Phoenix Project #1: The Global Structure

If you want to be good at anything, you need to escape your comfort zone, take the training wheels off, and actually try what you desire in life.

The Phoenix Projects provides a guided educational simulation environment to assist in the world of programming and computer science.


The Briefing

Okay, if you've been reading up on the Encycodepedia entries I've posted, you now know enough to actually create one of the basic templates for creating a webpage.

What I'm going to have you create is known as a global structure HTML document. 

It's nothing fancy, nothing pretty, if this was on Instagram, you'd call it a basic bitch in the comment section. The main focus I want you to draw from this is how to perform some of the primary disciplines of markup, and get you acquainted and accustomed to working with a developer's mindset.


Line by Line

Okay, are we ready to start this bad boy? Let's do this...

The first thing you're going to want to do is create a folder somewhere on your hard drive. I, myself, usually keep my project folders on a specific thumb drive that I have to store all of my projects...if I don't have this thumb drive on hand, the desktop is usually a good spot, just so it doesn't get lost in the crazy jungle that is my documents folder.

Now you're going to open up your text editor of you choice. From there, you'll want to start up a new HTML file, and save it in your brand new project file.
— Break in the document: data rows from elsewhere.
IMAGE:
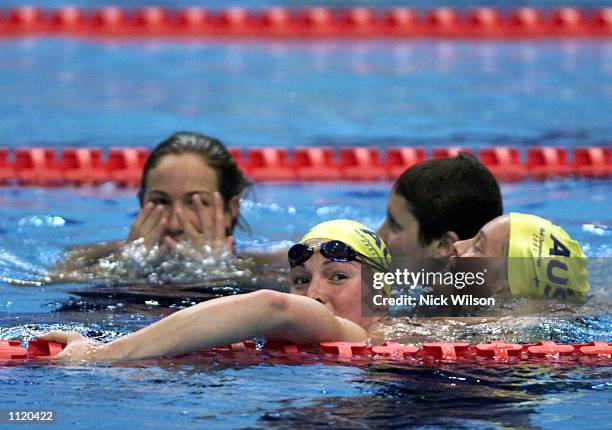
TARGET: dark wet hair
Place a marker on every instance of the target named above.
(230, 178)
(451, 194)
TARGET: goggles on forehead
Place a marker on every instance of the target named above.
(334, 250)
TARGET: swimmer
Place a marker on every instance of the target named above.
(324, 304)
(539, 258)
(435, 203)
(189, 192)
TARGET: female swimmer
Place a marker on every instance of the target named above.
(538, 258)
(324, 304)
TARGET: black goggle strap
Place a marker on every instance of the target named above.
(327, 250)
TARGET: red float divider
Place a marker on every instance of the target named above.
(596, 348)
(595, 162)
(316, 164)
(547, 162)
(361, 164)
(84, 166)
(395, 350)
(548, 348)
(11, 352)
(270, 164)
(313, 22)
(446, 350)
(499, 350)
(448, 152)
(504, 163)
(397, 160)
(42, 349)
(37, 166)
(125, 165)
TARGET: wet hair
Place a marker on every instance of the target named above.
(230, 178)
(451, 194)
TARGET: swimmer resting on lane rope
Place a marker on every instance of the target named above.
(542, 259)
(324, 304)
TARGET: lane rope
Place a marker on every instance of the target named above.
(313, 22)
(12, 353)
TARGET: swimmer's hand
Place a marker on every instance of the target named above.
(78, 349)
(207, 238)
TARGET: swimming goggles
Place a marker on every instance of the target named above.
(334, 250)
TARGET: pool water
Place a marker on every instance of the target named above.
(67, 92)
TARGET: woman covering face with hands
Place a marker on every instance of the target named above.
(189, 193)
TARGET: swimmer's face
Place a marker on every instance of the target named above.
(491, 240)
(400, 231)
(174, 182)
(337, 285)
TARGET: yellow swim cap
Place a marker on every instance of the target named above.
(363, 240)
(544, 261)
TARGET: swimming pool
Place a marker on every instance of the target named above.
(67, 92)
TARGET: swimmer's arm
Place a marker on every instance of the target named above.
(265, 313)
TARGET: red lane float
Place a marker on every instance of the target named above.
(123, 166)
(314, 22)
(11, 352)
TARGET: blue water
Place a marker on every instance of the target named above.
(118, 93)
(69, 92)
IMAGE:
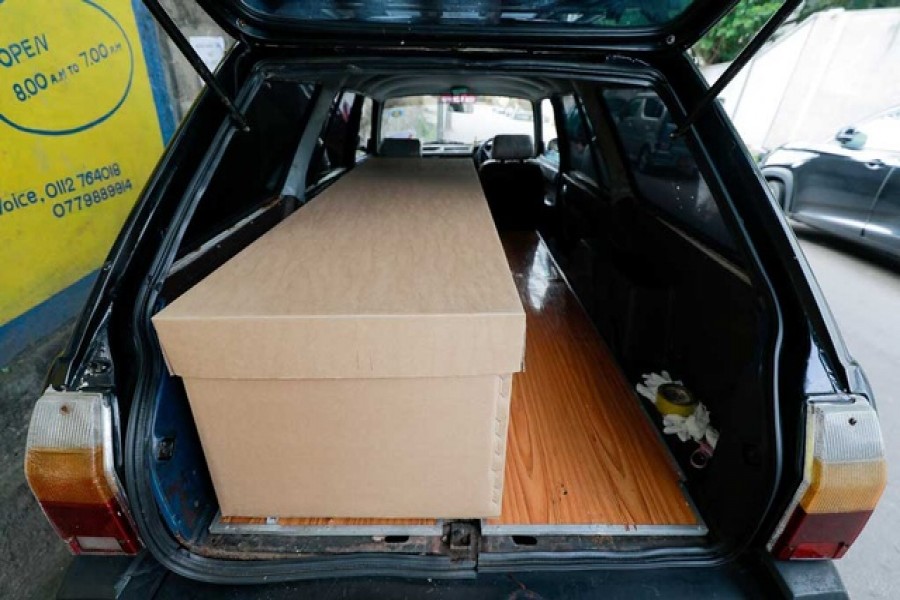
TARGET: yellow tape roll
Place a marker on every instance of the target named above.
(675, 399)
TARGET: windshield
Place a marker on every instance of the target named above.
(455, 119)
(567, 13)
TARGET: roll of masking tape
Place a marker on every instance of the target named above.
(675, 399)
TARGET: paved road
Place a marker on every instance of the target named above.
(864, 295)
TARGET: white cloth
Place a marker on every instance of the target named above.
(651, 384)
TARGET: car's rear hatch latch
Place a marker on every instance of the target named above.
(171, 29)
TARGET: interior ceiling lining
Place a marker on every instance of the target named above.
(385, 85)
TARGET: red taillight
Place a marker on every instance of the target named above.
(844, 476)
(69, 467)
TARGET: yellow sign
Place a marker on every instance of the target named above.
(79, 136)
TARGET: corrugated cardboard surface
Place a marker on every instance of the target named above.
(394, 271)
(355, 447)
(355, 360)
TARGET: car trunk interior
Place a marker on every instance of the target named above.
(612, 287)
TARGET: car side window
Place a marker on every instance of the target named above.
(653, 108)
(580, 151)
(664, 170)
(548, 133)
(633, 109)
(331, 150)
(365, 130)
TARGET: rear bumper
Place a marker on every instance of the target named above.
(143, 577)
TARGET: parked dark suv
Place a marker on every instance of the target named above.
(691, 276)
(848, 186)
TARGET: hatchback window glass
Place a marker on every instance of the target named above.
(562, 13)
(455, 118)
(664, 170)
(365, 127)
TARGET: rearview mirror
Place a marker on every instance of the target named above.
(851, 138)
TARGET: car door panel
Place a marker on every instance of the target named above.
(835, 191)
(882, 228)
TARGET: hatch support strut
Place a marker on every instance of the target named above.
(737, 64)
(166, 22)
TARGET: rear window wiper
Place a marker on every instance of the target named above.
(737, 64)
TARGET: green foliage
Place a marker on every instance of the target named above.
(723, 42)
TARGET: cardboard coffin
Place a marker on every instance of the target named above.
(355, 361)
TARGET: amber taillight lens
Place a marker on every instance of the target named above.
(70, 469)
(844, 475)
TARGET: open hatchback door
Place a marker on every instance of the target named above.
(516, 24)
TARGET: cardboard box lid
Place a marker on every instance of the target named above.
(396, 270)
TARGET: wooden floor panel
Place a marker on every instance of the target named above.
(580, 449)
(322, 522)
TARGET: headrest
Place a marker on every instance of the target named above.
(511, 147)
(397, 147)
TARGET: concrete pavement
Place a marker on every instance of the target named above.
(864, 295)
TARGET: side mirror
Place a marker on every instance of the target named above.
(851, 138)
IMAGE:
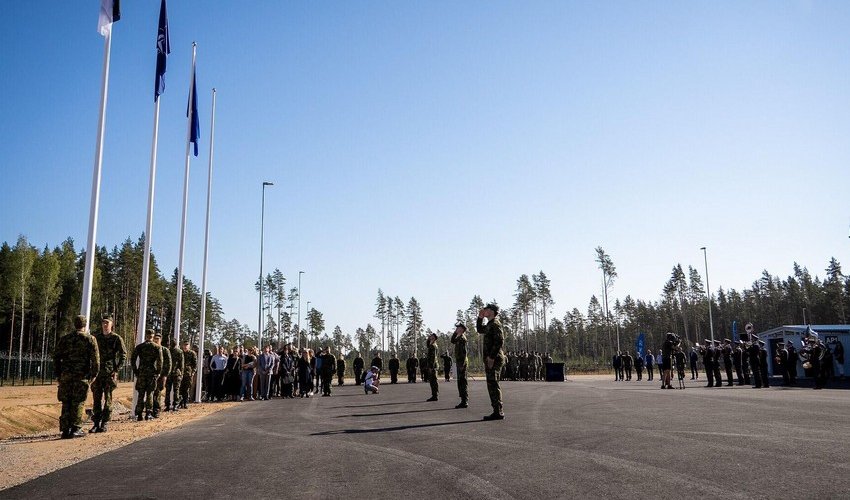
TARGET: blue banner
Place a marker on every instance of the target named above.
(640, 344)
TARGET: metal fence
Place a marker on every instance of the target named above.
(35, 372)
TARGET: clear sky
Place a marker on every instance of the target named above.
(441, 149)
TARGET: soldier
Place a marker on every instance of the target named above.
(146, 364)
(163, 374)
(190, 367)
(447, 365)
(792, 364)
(328, 370)
(737, 360)
(412, 365)
(358, 369)
(340, 370)
(781, 364)
(175, 377)
(459, 340)
(112, 357)
(394, 365)
(492, 341)
(431, 358)
(76, 362)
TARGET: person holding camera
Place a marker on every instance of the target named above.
(492, 339)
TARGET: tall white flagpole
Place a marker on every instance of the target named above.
(200, 376)
(88, 273)
(179, 305)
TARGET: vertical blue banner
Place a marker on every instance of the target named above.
(640, 344)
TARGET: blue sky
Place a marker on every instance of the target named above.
(441, 149)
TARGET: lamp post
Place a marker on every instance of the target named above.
(298, 325)
(262, 234)
(708, 292)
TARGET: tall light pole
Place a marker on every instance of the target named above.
(262, 234)
(298, 326)
(708, 292)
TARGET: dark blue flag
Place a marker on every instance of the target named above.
(195, 132)
(163, 48)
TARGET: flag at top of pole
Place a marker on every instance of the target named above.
(109, 13)
(163, 48)
(195, 129)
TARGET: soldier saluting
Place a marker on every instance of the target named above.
(76, 361)
(492, 340)
(112, 357)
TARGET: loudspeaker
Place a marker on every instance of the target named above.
(555, 372)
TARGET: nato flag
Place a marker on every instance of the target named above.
(163, 48)
(195, 132)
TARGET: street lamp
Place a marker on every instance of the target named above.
(262, 234)
(298, 326)
(708, 292)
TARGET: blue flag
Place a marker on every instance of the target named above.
(195, 131)
(163, 48)
(640, 343)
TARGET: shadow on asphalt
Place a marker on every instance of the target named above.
(378, 404)
(391, 429)
(391, 413)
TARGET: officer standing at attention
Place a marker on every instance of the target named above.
(459, 340)
(163, 374)
(431, 358)
(146, 364)
(394, 368)
(175, 377)
(112, 357)
(190, 367)
(75, 361)
(492, 341)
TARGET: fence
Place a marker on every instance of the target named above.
(35, 372)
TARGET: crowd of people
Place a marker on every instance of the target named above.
(743, 362)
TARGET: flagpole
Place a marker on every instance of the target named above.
(200, 378)
(179, 305)
(88, 273)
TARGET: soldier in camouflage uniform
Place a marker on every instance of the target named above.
(459, 340)
(75, 361)
(112, 357)
(146, 364)
(492, 339)
(175, 378)
(163, 374)
(190, 367)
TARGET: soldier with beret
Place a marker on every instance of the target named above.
(76, 361)
(163, 374)
(112, 357)
(431, 362)
(146, 364)
(459, 340)
(492, 339)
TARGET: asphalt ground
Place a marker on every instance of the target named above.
(588, 438)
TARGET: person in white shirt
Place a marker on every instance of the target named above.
(371, 384)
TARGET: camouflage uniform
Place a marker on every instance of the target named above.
(461, 361)
(160, 381)
(431, 358)
(175, 377)
(492, 340)
(190, 367)
(76, 361)
(112, 357)
(147, 364)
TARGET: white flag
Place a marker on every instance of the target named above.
(109, 13)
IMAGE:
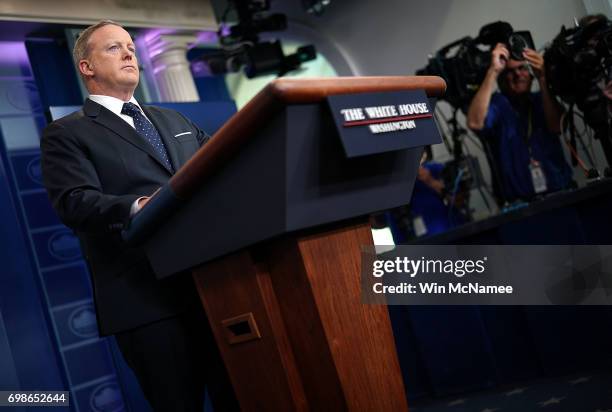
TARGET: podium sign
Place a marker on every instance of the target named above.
(370, 123)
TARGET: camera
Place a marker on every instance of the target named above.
(578, 68)
(463, 63)
(242, 48)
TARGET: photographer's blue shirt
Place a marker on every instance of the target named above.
(514, 143)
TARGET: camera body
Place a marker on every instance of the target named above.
(463, 64)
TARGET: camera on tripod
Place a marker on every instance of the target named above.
(463, 63)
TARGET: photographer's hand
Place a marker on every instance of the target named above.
(477, 112)
(536, 61)
(552, 109)
(499, 58)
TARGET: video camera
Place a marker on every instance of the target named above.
(242, 48)
(464, 62)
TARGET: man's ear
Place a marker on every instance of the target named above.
(86, 68)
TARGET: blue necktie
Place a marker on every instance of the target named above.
(146, 129)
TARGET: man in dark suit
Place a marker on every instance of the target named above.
(100, 165)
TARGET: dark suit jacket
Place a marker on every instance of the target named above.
(95, 166)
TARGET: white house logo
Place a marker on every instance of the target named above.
(384, 119)
(63, 245)
(34, 171)
(106, 398)
(82, 322)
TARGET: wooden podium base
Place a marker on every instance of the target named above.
(292, 330)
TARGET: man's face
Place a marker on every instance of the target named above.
(518, 78)
(113, 65)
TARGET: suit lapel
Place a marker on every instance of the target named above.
(114, 123)
(166, 136)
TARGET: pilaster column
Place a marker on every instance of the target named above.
(168, 56)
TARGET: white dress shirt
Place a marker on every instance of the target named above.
(116, 105)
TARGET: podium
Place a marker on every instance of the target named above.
(270, 217)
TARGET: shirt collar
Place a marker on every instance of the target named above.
(112, 103)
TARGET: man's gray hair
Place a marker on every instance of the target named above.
(81, 46)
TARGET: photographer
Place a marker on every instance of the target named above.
(522, 127)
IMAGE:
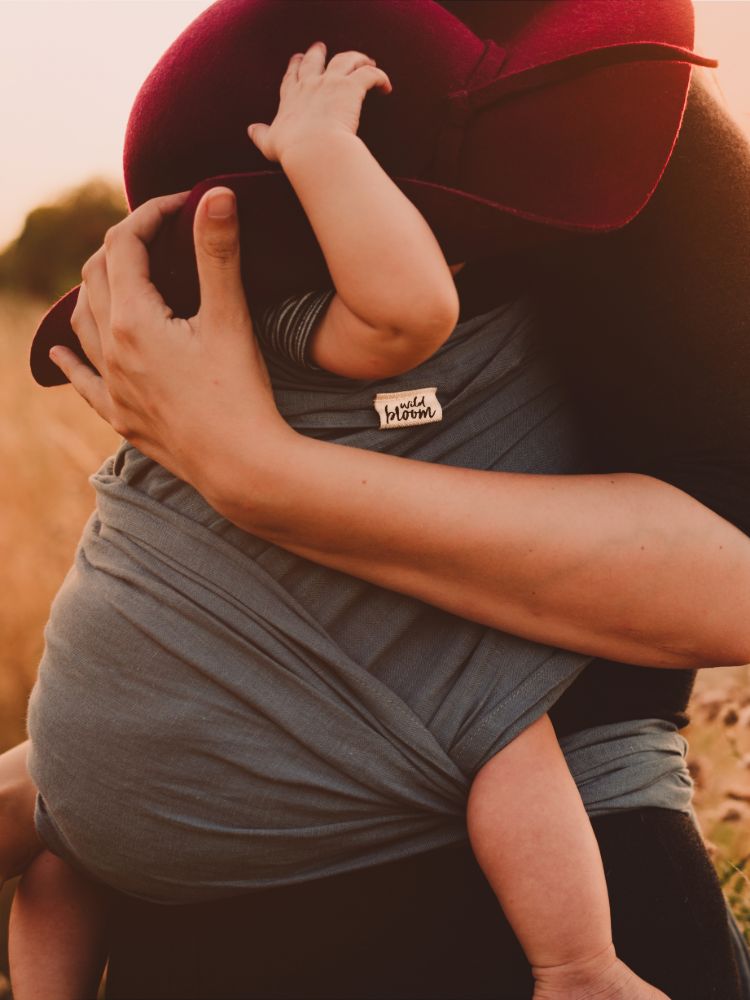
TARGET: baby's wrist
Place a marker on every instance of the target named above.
(297, 152)
(589, 970)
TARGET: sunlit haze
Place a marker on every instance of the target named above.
(70, 69)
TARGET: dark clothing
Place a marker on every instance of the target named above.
(427, 927)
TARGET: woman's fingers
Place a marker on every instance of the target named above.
(127, 257)
(86, 328)
(217, 251)
(86, 382)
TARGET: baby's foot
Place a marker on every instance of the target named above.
(603, 978)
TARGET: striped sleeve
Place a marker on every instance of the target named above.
(285, 328)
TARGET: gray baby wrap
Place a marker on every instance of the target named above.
(214, 714)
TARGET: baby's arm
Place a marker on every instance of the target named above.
(57, 928)
(532, 837)
(396, 301)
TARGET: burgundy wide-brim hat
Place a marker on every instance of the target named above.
(510, 123)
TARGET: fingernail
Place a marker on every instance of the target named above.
(220, 205)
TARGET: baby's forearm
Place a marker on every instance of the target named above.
(532, 837)
(384, 259)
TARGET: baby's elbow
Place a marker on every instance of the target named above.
(431, 319)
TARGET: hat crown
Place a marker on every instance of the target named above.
(190, 117)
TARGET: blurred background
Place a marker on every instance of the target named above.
(69, 71)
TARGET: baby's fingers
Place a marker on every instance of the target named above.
(371, 76)
(347, 62)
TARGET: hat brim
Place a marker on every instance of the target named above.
(600, 184)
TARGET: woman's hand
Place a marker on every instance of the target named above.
(173, 387)
(317, 99)
(620, 566)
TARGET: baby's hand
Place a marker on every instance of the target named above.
(317, 99)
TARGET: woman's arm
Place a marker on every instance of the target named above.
(622, 566)
(619, 566)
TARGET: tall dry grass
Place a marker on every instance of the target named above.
(50, 442)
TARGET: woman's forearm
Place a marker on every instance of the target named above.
(620, 566)
(384, 259)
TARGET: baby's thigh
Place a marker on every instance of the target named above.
(18, 837)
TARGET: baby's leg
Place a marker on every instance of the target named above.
(57, 928)
(532, 837)
(19, 842)
(58, 933)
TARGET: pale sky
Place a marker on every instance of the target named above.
(70, 70)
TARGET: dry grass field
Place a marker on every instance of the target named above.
(50, 442)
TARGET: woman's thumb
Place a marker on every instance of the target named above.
(217, 251)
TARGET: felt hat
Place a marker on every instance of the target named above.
(509, 124)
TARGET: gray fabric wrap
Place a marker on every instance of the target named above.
(214, 714)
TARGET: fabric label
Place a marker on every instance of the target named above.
(408, 408)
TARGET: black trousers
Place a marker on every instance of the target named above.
(427, 927)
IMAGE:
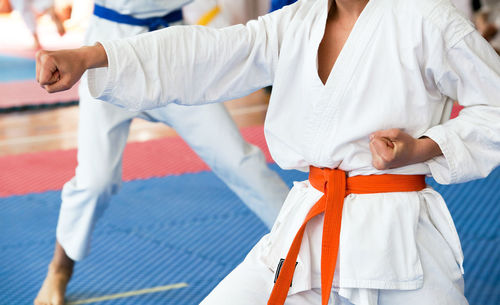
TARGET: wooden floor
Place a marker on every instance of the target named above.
(43, 130)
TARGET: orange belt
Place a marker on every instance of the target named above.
(336, 186)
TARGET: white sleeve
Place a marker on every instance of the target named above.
(471, 142)
(189, 64)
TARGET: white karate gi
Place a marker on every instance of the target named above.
(28, 9)
(464, 6)
(103, 130)
(402, 65)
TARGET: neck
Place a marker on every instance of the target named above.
(348, 8)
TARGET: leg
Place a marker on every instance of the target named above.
(103, 130)
(213, 135)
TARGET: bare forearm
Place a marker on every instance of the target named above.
(394, 148)
(60, 70)
(425, 149)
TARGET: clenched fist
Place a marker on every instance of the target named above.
(393, 148)
(60, 70)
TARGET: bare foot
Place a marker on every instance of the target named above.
(54, 287)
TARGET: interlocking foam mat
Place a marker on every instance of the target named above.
(191, 230)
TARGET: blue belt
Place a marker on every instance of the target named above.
(153, 23)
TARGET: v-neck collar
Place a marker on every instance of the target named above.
(329, 102)
(355, 43)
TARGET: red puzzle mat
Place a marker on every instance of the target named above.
(39, 172)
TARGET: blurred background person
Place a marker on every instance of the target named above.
(30, 10)
(488, 22)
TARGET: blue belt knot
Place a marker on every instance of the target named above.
(153, 23)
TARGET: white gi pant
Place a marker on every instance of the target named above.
(103, 130)
(252, 281)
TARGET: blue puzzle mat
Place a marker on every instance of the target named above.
(191, 230)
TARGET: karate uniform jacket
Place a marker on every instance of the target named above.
(401, 67)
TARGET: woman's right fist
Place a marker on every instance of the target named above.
(60, 70)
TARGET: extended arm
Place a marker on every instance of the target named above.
(60, 70)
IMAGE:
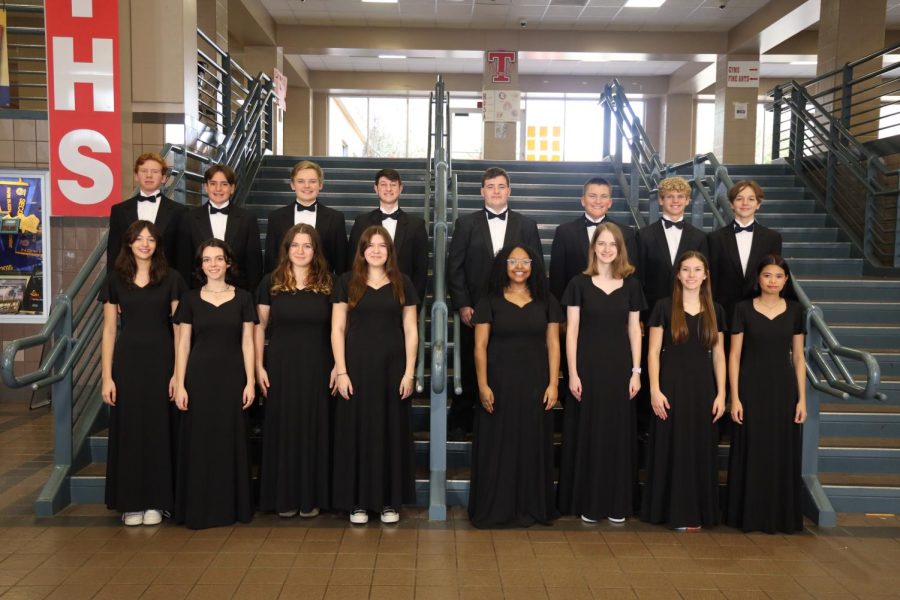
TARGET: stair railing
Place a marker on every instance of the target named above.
(825, 370)
(72, 333)
(826, 134)
(440, 170)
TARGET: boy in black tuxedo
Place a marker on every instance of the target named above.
(571, 242)
(220, 219)
(148, 204)
(477, 237)
(407, 231)
(736, 249)
(307, 180)
(661, 243)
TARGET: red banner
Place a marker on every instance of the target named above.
(83, 106)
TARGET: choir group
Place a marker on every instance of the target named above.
(640, 325)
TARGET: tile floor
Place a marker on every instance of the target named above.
(85, 553)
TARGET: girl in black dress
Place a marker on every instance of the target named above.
(214, 386)
(517, 365)
(767, 370)
(137, 376)
(293, 301)
(687, 394)
(603, 333)
(374, 339)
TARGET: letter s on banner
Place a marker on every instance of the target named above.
(84, 118)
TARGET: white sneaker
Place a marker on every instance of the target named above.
(389, 515)
(152, 517)
(132, 519)
(359, 516)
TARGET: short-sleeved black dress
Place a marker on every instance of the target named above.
(297, 435)
(373, 448)
(764, 483)
(682, 473)
(139, 461)
(599, 460)
(213, 479)
(512, 454)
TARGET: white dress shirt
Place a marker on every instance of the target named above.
(745, 242)
(148, 209)
(391, 224)
(306, 216)
(591, 230)
(497, 228)
(673, 238)
(219, 222)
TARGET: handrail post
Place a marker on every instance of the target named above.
(816, 503)
(846, 94)
(777, 96)
(607, 123)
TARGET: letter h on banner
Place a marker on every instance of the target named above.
(84, 119)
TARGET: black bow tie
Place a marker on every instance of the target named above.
(676, 224)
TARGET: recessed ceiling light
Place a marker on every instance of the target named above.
(644, 3)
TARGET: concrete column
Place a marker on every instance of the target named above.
(320, 123)
(212, 19)
(298, 122)
(163, 73)
(653, 118)
(501, 72)
(848, 30)
(735, 137)
(678, 128)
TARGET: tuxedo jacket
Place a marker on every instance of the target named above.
(330, 225)
(472, 253)
(570, 251)
(730, 284)
(241, 235)
(168, 219)
(657, 273)
(410, 244)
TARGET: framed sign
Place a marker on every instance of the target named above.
(24, 246)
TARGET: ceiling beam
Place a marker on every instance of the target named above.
(299, 39)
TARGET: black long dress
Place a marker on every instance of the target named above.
(682, 474)
(373, 448)
(512, 455)
(297, 435)
(139, 461)
(599, 460)
(213, 479)
(764, 483)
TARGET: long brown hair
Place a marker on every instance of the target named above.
(709, 328)
(621, 266)
(126, 264)
(360, 270)
(318, 279)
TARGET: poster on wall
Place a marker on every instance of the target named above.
(24, 247)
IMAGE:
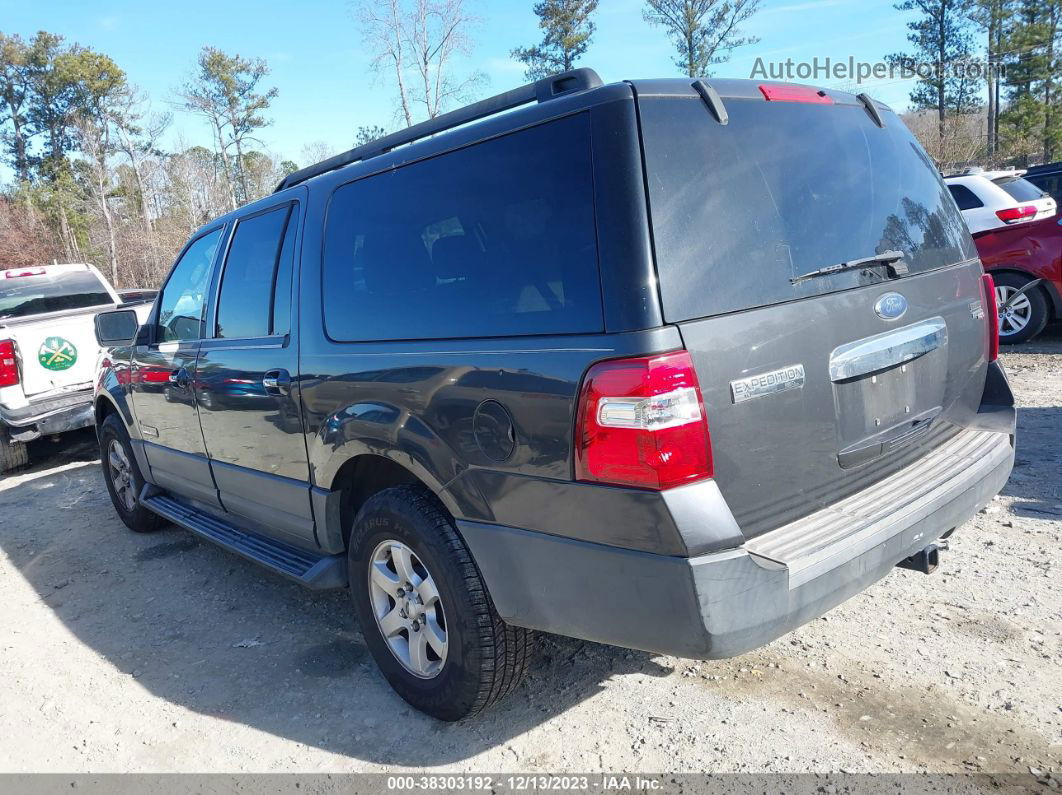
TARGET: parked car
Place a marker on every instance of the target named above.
(1026, 264)
(989, 200)
(504, 344)
(48, 352)
(1047, 177)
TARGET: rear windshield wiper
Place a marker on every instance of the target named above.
(890, 259)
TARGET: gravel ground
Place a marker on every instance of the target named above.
(157, 653)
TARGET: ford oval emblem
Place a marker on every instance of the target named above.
(890, 306)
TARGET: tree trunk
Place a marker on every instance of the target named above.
(992, 80)
(226, 166)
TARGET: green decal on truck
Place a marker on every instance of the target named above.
(57, 353)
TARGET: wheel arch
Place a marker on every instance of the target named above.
(356, 480)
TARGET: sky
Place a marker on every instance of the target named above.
(321, 67)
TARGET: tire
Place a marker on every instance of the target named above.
(13, 454)
(124, 481)
(484, 658)
(1028, 317)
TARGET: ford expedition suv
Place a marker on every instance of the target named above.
(672, 365)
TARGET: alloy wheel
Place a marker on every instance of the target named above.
(408, 609)
(121, 474)
(1016, 316)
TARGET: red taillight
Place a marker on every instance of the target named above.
(794, 93)
(9, 365)
(641, 422)
(992, 316)
(1012, 214)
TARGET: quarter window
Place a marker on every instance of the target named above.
(184, 297)
(497, 239)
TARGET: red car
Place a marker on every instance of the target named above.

It doesn't matter what you name this file, as long as you end it with the file extension of .html, to signify that it's an HTML file.

Alright, now that we get that going, let's go line by line...

  • Line 1 - DOCTYPE element...This will designate to your browser that you're creating an HTML5 document.
     
  • Line 2 - Opening html tag...This is here to define that everything between this tag and its closing tag will be HTML coding.
     
  • Line 3 - Opening head tag...This will be where all of the data that describes and defines the parameters of your site will go, but none of this will be on display to the viewing user.
     
  • Line 4 - Character set element...You need to let the browser know what language's characters you'll be needing to display.
     
  • Line 5 - Opening and closing title tags...This is where you will display the name of the page you are designing...remember, it's not the name of the site, but the name of the particular page you are displaying.
     
  • Line 6 - Closing head tag...This concludes the head section.
     
  • Line 7 - Opening body tag...This will begin the body section, the portion of our HTML document that will be displayed on the browser.
     
  • Line 8 - h1 element...This is the first-level headline.
     
  • Line 9 - Paragraph element...Where you're going to put your common text content.
     
  • Line 10 - Closing body tag...This concludes the body section.
     
  • Line 11 - Closing html tag...This closes up the HTML element from Line 2 and also concludes this HTML document.

Run/Execute

Yeah, now let's see what damage you've done. Go on your computer, locate the file you just created, and once you find it, drag the file onto your browser window to open the document in a real-world view.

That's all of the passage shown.